I wanted to include the text of some code from some url as a formatted block in a notebook, so I made this function to help. It produces a highlighted markdown code block just using the url of the source you want to include in a one-liner, such as
The problem is that it only detects a very few languages from the file extension provided for the syntax highlighting. I don’t want to hard-code all of the extensions and have it break later, so if someone could point out which syntax highlighting style observable uses in the source code, then I could just parse that to make the function more usable for people.
We’re currently using highlight.js to perform syntax highlighting on code blocks within Markdown. This means that the 185 languages that Highlight.js supports, we support.

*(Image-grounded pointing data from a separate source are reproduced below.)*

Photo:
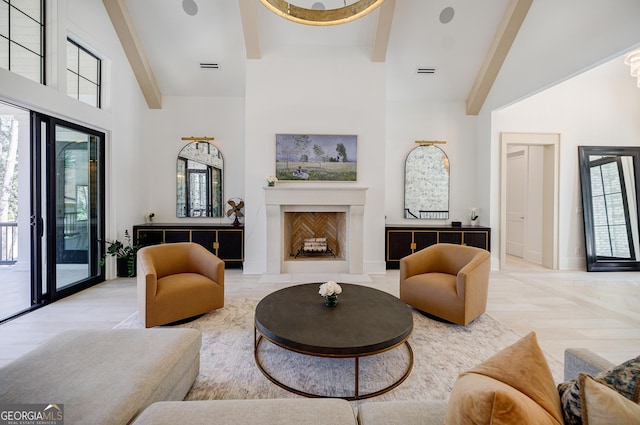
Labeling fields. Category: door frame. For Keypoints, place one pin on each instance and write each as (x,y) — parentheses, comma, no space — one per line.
(551,190)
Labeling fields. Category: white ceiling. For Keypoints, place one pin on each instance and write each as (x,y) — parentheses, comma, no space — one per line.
(176,43)
(552,34)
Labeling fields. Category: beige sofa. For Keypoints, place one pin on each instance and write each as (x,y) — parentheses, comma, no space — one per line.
(328,411)
(139,376)
(104,377)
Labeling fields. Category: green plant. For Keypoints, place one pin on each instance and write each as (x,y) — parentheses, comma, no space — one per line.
(122,250)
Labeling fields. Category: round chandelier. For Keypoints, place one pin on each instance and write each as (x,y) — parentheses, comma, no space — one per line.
(320,16)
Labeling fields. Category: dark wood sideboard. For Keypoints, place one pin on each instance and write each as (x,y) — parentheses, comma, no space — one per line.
(224,240)
(402,240)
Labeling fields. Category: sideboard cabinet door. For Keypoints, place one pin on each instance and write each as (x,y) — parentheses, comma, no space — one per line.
(401,241)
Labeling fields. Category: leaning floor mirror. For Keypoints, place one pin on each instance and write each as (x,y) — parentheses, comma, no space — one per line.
(609,180)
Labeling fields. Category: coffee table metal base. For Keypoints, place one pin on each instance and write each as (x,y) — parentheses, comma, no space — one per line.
(258,337)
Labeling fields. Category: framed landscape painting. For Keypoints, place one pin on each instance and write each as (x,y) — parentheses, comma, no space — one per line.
(315,157)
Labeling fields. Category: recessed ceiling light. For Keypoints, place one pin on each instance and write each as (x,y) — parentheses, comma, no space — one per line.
(190,7)
(447,15)
(426,70)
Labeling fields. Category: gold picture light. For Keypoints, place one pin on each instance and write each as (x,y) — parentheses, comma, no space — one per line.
(199,139)
(319,17)
(430,142)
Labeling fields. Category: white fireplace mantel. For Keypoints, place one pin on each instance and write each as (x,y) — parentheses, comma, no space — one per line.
(282,198)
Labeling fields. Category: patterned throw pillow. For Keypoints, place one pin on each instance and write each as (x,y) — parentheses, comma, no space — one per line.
(604,406)
(514,386)
(622,378)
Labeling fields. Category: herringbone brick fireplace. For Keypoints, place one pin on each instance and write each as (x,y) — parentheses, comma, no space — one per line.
(298,212)
(299,226)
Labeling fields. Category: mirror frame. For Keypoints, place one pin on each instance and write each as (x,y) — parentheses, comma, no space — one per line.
(584,152)
(219,194)
(430,213)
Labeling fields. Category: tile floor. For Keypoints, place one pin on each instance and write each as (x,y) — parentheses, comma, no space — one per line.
(599,311)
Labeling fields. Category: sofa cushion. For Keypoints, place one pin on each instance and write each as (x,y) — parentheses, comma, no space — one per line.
(513,386)
(604,406)
(622,378)
(286,411)
(105,376)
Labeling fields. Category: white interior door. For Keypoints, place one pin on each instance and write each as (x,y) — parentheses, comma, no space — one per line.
(516,200)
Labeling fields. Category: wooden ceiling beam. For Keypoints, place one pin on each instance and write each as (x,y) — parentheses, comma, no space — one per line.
(507,31)
(122,23)
(383,30)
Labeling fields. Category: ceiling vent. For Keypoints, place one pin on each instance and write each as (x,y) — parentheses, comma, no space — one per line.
(425,70)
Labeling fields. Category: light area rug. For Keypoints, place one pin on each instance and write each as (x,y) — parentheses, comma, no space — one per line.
(441,351)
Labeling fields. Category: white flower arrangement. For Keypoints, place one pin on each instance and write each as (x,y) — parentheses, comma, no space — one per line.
(474,213)
(330,288)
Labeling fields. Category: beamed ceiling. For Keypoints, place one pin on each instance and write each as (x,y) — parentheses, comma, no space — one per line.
(166,47)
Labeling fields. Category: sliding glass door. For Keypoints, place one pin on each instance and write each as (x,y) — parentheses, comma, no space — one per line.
(51,209)
(75,189)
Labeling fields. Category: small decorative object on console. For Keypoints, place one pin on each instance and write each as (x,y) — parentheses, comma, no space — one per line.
(474,218)
(330,291)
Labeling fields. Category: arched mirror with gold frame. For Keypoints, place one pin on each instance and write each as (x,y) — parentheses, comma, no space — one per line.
(426,183)
(199,184)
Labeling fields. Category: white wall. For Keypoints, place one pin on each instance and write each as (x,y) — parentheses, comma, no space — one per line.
(411,121)
(314,91)
(600,107)
(119,118)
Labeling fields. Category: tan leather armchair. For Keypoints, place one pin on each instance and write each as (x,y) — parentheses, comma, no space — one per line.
(446,280)
(177,281)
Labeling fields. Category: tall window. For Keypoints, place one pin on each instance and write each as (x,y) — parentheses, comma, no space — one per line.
(22,38)
(83,74)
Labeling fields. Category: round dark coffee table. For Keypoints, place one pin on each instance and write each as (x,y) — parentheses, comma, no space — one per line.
(370,322)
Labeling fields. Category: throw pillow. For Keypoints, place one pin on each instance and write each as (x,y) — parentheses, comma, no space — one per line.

To create a block for a specific language, you wrap it in three backticks (which need to be escaped if you’re using them directly in a template literal) and the language name, like so:
md` Regular text
\`\`\`coffeescript
if student.excellentWork
"A+"
else if student.okayStuff
if student.triedHard then "B" else "B-"
else
"C"
\`\`\`
More text
`
Regular text
if student.excellentWork
"A+"
else if student.okayStuff
if student.triedHard then "B" else "B-"
else
"C"
Thank you. I’ve got it working to where it produces all that markdown output from a source code url, so I can do my one-liner and guarantee that it will generate a corresponding block of markdown that shows up formatted in the notebook for a few languages whose extensions I hard coded in. The problem now seems to be that highlight.js doesn’t know about file extensions, only “aliases,” which is I guess not a problem for ObservableHQ. Thanks.
Just checked out your notebook because I was curious how you solved this - I like how compact it is! I don’t think I would have thought of making the key of the look-up dictionary itself match the code type name.
Where were you a decade ago when I just learned how to use MD?